I see being in love as the outward expression of emotional intimacy, not just the act of physical desire. It ebbs and flows throughout a relationship, and how we express this with our significant others is through intentional action. It can be a simple hug after a hard day, a kiss goodnight or a stolen moment in a sea of strangers. In this sense, don’t you then have to love someone first to be able to show that you’re in love with them?
Many see loving someone much like the responsible older sister of the more unpredictable act of being in love. To love is described as enduring, outlasting disappointments and frustrations, to compromise, as well as providing companionship, security and obviously someone to share your life with.
If being in love and to love someone are on opposite ends of the spectrum, then why do we use the word love at all in the former, couldn’t we have created a new word that describes “love” in its desired context?
At the end of the day, regardless if we are describing a physical desire or a genuine emotional connection, it’s our intentional thoughts and actions that can develop those feelings beyond lust, to become our idea of love.
My older sister and I didn’t always see eye to eye growing up, most likely because there’s only 18 months between us but I didn’t have the same maturity level as her - and we’re also both strong-willed. Looking back are memories of endless arguments - she starts yelling, I start yelling, and tears and death stares soon follow. I resented how she would growl me for my life choices. As adults we have a different kind of relationship and a greater understanding of our differences.
We began talking about a guy I’m currently dating (the guy I met at my friend’s wedding). I was pretty surprised with her advice and insight.
I told her how he isn’t like most men I’ve dated this past year - so far out of the “normal” type of guys I’ve been attracted to. Don’t get me wrong, I find him physically attractive, yet I know what makes me stay late to talk to him on the phone (he lives overseas and currently two hours behind me) is because I find him very interesting, intriguing and he’s a really nice guy. My sister laughed, apparently it’s exactly how she felt when she first met her husband. Maybe it’s a sign of maturity - it’s certainly not the giddy kind of puppy love I remember in my twenties. Besides, really nice guys lasts much longer than a hot guy - put it this way, all the guys she thought that were hot aren’t in her life anymore.
Then I told her how I’m making life changes, and that by the end of this year I will be waking up to a very different reality. To have what we want, it has to have room in our lives to grow, and right now my life is saturated. She found that a lot of people go for success in their career and try to be super mums and super wives, just so they feel like they fit in the “normal” box. In reality it’s all just stress and busyness and affirmation from other people they get. By concentrating on one or two life priorities it has worked out much better for her and it also makes her care less about what other people think and expect.

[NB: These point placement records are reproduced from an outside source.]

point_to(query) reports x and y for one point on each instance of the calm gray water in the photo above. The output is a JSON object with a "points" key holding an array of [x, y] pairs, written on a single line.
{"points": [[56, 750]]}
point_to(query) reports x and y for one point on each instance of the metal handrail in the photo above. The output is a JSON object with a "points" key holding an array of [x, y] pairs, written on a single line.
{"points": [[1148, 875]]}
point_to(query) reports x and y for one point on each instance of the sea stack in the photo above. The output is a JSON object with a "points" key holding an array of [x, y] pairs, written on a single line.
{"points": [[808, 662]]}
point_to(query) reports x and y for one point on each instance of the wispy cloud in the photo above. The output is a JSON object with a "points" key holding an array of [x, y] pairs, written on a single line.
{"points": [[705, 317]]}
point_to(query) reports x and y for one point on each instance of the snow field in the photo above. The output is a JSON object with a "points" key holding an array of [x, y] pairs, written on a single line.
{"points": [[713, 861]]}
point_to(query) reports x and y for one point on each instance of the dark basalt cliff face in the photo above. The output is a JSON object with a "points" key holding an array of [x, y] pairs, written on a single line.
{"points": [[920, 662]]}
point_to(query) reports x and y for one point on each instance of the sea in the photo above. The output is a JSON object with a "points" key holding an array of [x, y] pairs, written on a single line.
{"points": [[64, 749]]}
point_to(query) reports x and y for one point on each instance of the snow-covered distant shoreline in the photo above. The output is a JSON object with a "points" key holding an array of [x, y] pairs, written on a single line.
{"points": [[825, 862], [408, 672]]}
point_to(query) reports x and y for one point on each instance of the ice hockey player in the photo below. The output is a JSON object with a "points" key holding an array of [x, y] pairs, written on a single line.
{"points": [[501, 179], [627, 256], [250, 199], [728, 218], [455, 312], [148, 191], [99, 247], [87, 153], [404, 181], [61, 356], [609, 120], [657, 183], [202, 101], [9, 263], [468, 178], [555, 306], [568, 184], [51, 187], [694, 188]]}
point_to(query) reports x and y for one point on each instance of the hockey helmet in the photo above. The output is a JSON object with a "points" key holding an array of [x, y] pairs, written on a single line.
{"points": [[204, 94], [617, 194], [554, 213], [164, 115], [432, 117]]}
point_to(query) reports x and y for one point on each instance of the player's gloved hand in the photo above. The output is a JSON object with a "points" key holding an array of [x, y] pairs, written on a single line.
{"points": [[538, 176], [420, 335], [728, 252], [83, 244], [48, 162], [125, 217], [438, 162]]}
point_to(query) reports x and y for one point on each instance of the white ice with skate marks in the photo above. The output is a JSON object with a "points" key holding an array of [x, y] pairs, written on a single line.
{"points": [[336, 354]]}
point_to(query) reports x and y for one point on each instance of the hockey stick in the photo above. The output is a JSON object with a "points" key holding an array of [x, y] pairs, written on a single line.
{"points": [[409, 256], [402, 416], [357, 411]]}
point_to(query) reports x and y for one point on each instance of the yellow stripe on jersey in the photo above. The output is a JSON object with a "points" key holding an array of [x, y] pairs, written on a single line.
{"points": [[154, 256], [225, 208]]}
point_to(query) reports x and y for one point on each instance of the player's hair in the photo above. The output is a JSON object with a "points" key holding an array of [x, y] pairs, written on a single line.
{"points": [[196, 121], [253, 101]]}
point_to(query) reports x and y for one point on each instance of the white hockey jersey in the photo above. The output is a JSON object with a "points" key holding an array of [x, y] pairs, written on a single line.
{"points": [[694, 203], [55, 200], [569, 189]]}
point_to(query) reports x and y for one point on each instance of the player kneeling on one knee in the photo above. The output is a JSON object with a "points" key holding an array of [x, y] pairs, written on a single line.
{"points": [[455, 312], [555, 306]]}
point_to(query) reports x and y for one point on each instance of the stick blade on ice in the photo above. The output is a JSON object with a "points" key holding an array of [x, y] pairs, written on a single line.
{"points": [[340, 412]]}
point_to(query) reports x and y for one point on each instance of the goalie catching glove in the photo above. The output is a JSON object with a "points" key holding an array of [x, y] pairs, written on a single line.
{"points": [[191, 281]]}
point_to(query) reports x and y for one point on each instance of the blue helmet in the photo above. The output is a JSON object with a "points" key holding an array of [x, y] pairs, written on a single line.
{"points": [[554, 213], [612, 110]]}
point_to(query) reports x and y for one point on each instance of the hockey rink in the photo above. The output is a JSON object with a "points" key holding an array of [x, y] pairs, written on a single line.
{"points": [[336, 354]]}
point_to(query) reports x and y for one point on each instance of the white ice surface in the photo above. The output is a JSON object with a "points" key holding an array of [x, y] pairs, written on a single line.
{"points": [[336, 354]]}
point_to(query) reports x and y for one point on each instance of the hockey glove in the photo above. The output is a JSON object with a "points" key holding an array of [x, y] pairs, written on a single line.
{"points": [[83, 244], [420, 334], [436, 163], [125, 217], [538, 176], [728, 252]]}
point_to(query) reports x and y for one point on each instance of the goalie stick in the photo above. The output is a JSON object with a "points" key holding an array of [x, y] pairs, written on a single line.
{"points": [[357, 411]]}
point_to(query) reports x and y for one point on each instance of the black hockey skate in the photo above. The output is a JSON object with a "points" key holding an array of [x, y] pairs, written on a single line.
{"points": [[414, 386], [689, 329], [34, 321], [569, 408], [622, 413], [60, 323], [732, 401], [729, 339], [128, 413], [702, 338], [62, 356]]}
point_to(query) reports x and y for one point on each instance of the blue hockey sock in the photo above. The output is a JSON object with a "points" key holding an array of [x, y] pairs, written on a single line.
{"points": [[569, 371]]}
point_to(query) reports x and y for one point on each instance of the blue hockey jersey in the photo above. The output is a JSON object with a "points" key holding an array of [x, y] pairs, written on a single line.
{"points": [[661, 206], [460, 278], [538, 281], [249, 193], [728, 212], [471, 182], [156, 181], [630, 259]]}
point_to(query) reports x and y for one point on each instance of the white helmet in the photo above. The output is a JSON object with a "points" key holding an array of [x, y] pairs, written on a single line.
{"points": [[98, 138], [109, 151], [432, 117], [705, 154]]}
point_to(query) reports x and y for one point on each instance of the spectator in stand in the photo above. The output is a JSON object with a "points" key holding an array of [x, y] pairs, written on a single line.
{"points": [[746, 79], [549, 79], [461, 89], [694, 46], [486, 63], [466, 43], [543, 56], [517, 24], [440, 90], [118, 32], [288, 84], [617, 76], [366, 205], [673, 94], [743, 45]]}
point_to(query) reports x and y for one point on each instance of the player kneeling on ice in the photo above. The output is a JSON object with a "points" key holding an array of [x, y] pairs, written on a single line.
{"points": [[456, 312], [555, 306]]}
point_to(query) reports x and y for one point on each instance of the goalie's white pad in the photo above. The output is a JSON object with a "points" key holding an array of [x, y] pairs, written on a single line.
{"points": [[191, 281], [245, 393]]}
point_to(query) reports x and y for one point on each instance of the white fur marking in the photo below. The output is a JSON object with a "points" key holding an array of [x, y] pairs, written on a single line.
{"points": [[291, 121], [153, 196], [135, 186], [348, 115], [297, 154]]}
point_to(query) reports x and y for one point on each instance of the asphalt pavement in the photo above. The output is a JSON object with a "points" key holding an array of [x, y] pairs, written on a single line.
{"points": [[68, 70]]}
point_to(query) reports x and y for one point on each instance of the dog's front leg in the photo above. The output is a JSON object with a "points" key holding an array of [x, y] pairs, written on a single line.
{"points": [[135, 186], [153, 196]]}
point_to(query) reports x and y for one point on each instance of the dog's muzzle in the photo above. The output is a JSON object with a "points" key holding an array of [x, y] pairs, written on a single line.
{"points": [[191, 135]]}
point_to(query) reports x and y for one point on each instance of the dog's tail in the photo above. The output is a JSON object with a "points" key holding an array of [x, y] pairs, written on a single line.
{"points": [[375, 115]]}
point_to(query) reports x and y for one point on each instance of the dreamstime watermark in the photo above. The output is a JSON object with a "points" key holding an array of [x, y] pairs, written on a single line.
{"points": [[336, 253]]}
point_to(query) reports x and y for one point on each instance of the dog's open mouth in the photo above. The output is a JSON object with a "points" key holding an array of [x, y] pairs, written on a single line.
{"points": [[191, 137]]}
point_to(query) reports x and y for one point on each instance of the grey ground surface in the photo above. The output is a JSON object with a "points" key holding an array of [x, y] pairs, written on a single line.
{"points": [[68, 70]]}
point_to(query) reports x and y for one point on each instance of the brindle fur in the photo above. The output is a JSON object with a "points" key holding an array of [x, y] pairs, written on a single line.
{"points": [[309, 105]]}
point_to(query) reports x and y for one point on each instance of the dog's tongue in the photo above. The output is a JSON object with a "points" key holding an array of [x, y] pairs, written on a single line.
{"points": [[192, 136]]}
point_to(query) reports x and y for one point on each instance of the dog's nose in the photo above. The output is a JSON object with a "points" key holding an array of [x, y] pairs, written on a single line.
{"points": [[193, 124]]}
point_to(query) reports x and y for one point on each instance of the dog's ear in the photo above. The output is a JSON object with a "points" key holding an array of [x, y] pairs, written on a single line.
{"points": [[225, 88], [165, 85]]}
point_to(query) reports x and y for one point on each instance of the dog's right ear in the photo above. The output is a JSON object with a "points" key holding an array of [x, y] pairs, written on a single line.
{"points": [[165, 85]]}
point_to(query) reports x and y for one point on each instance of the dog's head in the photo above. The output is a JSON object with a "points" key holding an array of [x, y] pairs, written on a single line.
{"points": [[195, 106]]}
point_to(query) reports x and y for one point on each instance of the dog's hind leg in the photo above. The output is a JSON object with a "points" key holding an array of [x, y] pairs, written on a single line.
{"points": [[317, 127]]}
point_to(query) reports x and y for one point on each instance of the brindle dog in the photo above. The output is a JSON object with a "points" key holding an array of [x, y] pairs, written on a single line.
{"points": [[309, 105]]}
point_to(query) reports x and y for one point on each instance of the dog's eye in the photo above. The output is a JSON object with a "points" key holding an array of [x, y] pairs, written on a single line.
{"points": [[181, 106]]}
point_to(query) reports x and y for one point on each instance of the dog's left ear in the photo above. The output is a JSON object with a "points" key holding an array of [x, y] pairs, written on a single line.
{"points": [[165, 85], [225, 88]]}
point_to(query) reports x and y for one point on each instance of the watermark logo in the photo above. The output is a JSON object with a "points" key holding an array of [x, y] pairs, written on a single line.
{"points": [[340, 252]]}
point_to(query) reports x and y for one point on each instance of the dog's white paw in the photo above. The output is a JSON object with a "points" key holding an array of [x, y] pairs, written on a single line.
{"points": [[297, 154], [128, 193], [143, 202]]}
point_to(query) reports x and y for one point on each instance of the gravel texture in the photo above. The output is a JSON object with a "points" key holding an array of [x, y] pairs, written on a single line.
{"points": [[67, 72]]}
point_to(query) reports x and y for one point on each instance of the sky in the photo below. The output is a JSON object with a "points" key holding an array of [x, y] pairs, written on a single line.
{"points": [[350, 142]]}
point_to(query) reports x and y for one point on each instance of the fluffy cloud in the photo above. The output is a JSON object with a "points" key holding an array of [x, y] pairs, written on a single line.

“Not saying that you shouldn’t work if you want to be a mum, but just keep in mind that if you want to go hard out in your career, somewhere along the way it makes it harder to live up to being a “great” mum as well. It’s all about priorities and acceptance of the situation and consequence.” She’s right. In this phase of my life, I know I want children, so what in my current life am I willing to let go to make room for a family?
Don’t get me wrong, I don’t begrudge the situation at all. My heart felt lighter after I first told my Mum, so I know that it’s the right decision for me. By finally verbalising it, it feels real and I can focus my energy on my present.
As for the guy I’m dating, today we became ‘social media’ official. I hope to fall for him slowly - to make time to explore each other and to be genuinely curious. To love deeply and completely after a broken heart is a leap of faith - I hope he’s there to catch me when I do.